Re-validating our SP Matchup Scores

Our Starting Pitcher Matchup Scores are one of the most prominent tools on the site. We use them as the jumping-off point for our Daily Matchups articles, as the primary input to our The Week Ahead planning tool, and generally encourage you, the reader, to lean on them heavily in your decision-making.

All of which makes it important for us to periodically show receipts and demonstrate that this tool effectively rates a pitcher's individual starts. We last did that in 2021, so clearly we're due for a reevaluation. The All-Star Break makes for a nice time to crunch these numbers, so we pulled the Matchup Scores for the entire first half to see how the tool is working.
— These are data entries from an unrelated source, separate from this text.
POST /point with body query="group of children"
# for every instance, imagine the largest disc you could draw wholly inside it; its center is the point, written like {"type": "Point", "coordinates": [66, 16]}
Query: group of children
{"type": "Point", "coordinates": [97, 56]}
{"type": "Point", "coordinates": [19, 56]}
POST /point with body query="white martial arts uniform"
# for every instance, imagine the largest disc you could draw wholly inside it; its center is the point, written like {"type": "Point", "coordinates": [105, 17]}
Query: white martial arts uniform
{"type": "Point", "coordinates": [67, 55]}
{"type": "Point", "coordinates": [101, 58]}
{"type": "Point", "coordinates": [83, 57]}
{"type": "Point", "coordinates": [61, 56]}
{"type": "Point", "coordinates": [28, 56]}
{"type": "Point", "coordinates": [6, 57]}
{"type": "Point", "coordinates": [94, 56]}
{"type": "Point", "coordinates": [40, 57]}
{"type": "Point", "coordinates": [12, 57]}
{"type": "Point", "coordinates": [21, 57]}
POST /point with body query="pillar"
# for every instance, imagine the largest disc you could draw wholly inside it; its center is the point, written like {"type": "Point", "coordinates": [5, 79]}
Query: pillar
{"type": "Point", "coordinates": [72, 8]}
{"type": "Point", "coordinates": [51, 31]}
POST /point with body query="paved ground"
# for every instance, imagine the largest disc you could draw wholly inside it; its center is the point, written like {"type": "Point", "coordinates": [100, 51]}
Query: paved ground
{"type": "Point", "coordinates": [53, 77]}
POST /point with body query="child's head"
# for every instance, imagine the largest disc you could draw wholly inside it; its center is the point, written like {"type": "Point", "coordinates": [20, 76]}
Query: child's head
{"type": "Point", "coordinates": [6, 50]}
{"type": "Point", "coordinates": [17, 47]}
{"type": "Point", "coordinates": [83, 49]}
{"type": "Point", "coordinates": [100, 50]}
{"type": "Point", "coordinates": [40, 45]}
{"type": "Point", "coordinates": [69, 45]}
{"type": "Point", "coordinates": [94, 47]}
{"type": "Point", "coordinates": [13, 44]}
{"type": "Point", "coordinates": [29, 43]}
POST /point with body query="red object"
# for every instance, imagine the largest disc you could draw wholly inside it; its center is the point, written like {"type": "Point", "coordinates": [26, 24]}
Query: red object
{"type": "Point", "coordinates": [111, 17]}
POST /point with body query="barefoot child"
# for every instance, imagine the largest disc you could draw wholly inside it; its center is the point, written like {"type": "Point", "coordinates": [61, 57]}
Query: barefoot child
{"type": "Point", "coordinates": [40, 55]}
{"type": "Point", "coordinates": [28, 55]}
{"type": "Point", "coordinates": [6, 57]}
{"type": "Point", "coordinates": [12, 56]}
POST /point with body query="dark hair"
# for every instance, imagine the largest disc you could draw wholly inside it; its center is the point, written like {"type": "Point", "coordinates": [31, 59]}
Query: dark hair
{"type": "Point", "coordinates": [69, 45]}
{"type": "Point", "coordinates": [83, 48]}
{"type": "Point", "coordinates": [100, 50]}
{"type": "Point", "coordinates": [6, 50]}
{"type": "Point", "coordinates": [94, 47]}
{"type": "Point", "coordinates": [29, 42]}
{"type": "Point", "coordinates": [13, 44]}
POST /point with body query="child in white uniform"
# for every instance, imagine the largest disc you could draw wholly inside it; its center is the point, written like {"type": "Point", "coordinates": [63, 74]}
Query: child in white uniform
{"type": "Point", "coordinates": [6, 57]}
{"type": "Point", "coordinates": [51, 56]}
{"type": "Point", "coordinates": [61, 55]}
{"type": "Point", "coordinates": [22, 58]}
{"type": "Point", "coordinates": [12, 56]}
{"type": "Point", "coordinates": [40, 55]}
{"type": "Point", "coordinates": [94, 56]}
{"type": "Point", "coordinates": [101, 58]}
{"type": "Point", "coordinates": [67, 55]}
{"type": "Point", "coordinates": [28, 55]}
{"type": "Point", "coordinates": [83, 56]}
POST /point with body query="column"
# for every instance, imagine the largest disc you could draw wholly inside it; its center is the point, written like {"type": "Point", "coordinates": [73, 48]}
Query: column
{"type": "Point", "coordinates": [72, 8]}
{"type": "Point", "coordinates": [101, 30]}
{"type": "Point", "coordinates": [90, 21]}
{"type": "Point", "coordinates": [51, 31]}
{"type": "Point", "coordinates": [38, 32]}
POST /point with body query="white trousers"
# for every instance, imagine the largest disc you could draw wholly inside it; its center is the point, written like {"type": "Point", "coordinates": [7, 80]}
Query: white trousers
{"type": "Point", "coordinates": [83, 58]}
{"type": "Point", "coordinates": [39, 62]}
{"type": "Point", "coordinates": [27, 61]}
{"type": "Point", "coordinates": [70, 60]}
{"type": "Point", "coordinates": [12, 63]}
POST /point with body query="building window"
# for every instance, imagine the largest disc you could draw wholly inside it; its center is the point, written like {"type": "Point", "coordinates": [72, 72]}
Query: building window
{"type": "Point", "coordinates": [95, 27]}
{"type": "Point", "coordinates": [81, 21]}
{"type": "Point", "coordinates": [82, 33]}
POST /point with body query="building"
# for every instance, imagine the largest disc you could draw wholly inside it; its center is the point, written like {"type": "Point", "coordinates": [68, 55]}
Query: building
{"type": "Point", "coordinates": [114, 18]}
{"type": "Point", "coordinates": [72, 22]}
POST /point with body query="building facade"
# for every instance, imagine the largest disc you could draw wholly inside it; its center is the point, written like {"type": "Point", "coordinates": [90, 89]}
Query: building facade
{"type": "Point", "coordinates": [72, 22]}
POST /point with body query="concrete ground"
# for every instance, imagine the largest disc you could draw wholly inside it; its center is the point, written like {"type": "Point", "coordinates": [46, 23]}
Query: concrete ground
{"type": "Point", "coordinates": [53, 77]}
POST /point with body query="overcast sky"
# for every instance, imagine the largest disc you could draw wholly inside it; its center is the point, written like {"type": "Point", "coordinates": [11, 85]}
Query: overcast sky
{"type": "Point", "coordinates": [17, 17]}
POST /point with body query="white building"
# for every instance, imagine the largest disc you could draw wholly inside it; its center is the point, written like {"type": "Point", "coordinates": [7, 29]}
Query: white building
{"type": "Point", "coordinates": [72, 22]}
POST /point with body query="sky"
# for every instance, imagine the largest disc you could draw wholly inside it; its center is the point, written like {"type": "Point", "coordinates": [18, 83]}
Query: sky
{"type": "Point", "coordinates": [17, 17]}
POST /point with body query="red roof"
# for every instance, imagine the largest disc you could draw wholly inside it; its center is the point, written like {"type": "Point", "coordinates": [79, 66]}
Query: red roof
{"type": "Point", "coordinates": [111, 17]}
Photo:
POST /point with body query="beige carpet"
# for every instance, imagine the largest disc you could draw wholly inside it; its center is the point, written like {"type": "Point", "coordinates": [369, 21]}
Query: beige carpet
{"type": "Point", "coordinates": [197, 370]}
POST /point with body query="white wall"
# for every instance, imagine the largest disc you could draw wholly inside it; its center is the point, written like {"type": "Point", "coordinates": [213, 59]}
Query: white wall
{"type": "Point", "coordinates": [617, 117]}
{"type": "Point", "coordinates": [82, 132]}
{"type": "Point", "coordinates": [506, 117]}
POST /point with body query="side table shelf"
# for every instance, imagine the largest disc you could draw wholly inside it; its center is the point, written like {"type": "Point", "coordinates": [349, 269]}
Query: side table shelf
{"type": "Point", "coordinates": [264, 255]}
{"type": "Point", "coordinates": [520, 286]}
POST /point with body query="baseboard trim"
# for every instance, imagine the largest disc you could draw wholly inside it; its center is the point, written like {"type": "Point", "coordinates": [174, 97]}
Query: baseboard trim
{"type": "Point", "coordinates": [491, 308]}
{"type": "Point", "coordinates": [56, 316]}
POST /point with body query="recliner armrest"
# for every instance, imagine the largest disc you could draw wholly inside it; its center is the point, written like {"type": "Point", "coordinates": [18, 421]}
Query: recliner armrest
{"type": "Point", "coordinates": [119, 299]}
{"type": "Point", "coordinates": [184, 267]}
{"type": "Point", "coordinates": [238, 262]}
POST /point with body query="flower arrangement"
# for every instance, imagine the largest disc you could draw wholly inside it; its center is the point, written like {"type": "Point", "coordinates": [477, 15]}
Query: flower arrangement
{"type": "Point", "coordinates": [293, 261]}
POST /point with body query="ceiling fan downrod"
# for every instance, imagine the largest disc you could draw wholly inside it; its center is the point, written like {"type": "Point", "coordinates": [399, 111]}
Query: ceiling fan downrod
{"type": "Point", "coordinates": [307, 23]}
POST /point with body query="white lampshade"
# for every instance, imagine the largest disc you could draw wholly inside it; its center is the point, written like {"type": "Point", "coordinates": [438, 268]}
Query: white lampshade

Very short answer: we're doing quite well. But let's take a closer look.
 


In the hunt? BaseballHQ.com can help you snag the title. Unlock all of our insights like these for the rest of the season:  Subscribe to BaseballHQ.com.


 

Refresher on Matchup Score methodology

The header on our Matchup Scores page explains our methodology pretty succinctly:

We calculate a pitcher's individual Matchup Score for a single start by first calculating an individual score representing his potential performance for each rotisserie category, and then rolling those into an overall rating for the day's start. 

This rating assesses each starter's outlook on a given day, taking into account the pitcher’s inherent ability, recent performance, strength of defense, ballpark, and the opposition’s offense's recent history.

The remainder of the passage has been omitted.